Tuesday, October 4, 2011

One year ago...

So it has been exactly a year sense Jonathan left
I remember that day painfully crystal clear. 
We woke up around 9, and slowly 
got all his things gathered out of my room
We both kept coming up with excuses to prolong the good bye. 
We went and got some sandwiches that we decided his mom HAD to try
Took our sweet time eating them
Thank God his mom was there, 
or we would have kept coming up with excuses.
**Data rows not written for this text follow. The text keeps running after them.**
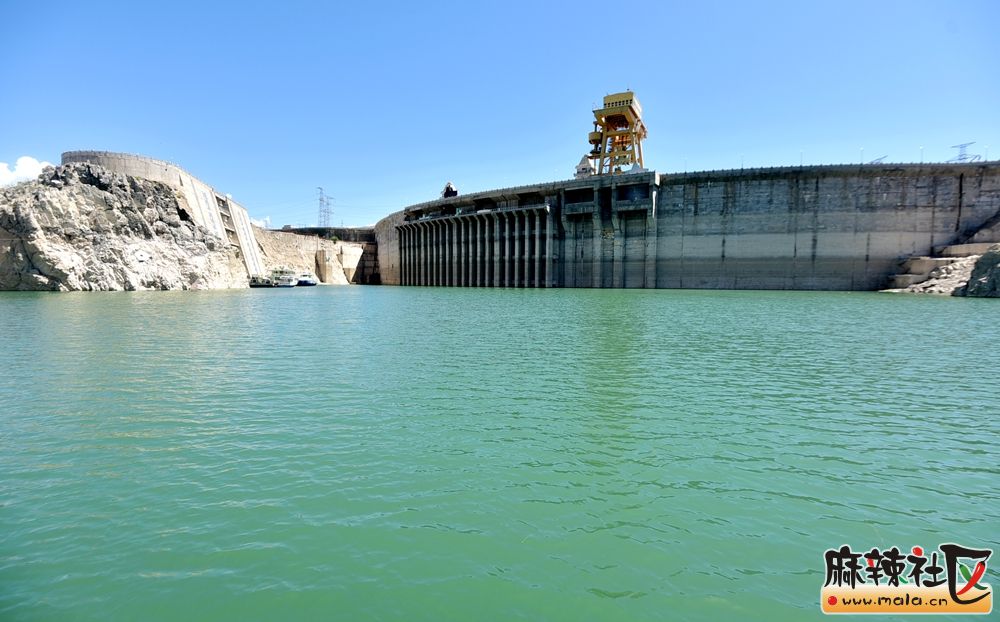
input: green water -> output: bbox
[1,287,997,621]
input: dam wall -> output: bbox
[61,151,266,277]
[376,163,1000,290]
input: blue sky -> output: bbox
[1,0,997,227]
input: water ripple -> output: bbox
[0,288,997,621]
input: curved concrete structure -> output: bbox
[375,162,1000,290]
[61,151,265,277]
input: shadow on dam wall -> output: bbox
[372,163,1000,291]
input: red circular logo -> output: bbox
[827,595,838,606]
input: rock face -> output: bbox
[962,243,1000,297]
[887,255,980,296]
[0,163,248,291]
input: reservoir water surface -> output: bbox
[1,287,997,621]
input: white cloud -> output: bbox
[250,216,271,229]
[0,156,53,187]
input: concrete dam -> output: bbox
[373,162,1000,290]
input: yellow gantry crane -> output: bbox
[585,91,647,176]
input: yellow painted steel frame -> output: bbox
[589,91,647,175]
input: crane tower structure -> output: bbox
[583,91,648,177]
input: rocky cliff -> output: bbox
[884,245,1000,297]
[962,244,1000,297]
[0,163,248,291]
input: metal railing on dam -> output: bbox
[381,163,1000,290]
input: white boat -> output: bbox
[296,272,319,286]
[271,267,298,288]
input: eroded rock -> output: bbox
[0,163,247,291]
[962,243,1000,297]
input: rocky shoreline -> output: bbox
[0,163,355,291]
[883,244,1000,297]
[0,163,249,291]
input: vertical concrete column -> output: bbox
[438,220,444,286]
[424,222,434,286]
[526,211,533,287]
[529,210,538,288]
[411,225,417,286]
[500,213,509,287]
[403,225,413,285]
[592,210,602,288]
[416,223,423,286]
[420,224,425,286]
[560,210,573,288]
[492,214,500,287]
[524,211,532,288]
[455,217,465,287]
[503,212,510,288]
[481,215,488,288]
[479,215,492,287]
[442,219,448,287]
[465,218,471,287]
[437,220,448,286]
[545,207,555,288]
[612,211,625,288]
[442,219,448,286]
[423,222,430,286]
[472,217,480,287]
[644,187,658,288]
[477,214,493,287]
[490,214,497,288]
[510,212,521,287]
[411,224,417,286]
[451,219,458,287]
[434,220,441,286]
[426,221,433,287]
[514,211,522,288]
[448,216,458,287]
[429,221,435,286]
[397,226,403,286]
[407,225,413,286]
[526,211,534,287]
[487,212,500,287]
[481,215,488,287]
[523,212,531,287]
[534,210,542,288]
[524,212,531,287]
[401,226,408,286]
[466,218,472,287]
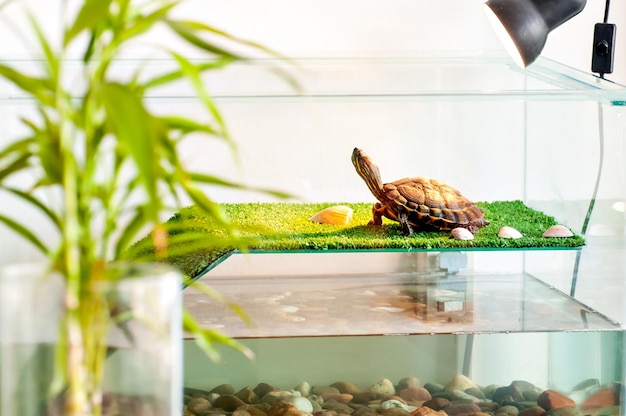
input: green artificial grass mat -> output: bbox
[155,200,584,278]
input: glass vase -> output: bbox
[0,262,182,416]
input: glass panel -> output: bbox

(This is from our second good bye
I have a weird thing about taking a picture
right before we have to say good bye
Don't have one from our first good bye)

When the car was all packed and ready to go
I said good bye to his mom and gave her a hug, 
she sweetly gave us a moment of privacy to say good bye
I couldn't even hug him
I knew if I did I would loose it. 
He hugged me but I basically pushed him away in response. 
I remember staying long enough to watch his car turn to leave my appartment
Then I remember being in my bed, my pillow soaked, 10 minutes later
It was one of the hardest things I've ever dealt with
I was positive when he was leaving that I would never see him again. 
I was willing to bet my life and his that it was good bye for ever. 
That "fact" killed me.

 (waiting outside the gate at the air port, 
our third good bye)

Now a year later I see how silly I was to think that. 
Our second good bye I still thought that to an extent, 
but now I know that it's not good bye it's "see you in a few months
We are not perfect, the distance gets to us like crazy
We fight every week, sometimes twice a week, 
We both get irritated when we don't get to talk, 
with each other and the world,

Even when we are fighting I love him with my whole heart
I know even when I am mad and wanting to smack him
that he is the love of my life, and always will be. 
Lately it's gotten to the point that all I care about is the fact that I love him
Our last 5 fights have ended with me saying 
"Can we just be done fighting and love each other again?"
I used to just want to be the right one, 
or just want to hear him say sorry
but now all I care about is that I love him
This sudden shift in the way I think about us
has made me love him even more, 
and made me more confident in us 

(our most recent good bye right before security
I got myself to stop crying just long enough to snap the picture)

We still have another 21 months to go
until the day will come that I'll be done with school
and able to join him where ever he is in the US. 
The decision to continue school in CA was incredibly hard
If I weren't doing it we would just have another 9 months. 
I know deep down that it is the best thing for me, 
even if it may be the hardest thing (I hope) I will ever do 
I know that in order to have the life I want for both us, and our kids
I need to have the means to get everything we will need, 
I need to continue my life long dream of teaching to be happy
And my amazing, wonderful man, has said "we will make it work" 
and told me no matter what, he will support me, and help me in any way he can
Even though it will be hard I know we can do it
Besides, after going a total of 2 years and 9 months 1,800 miles apart, 
We'll be able to make it through any curve ball life throws our way.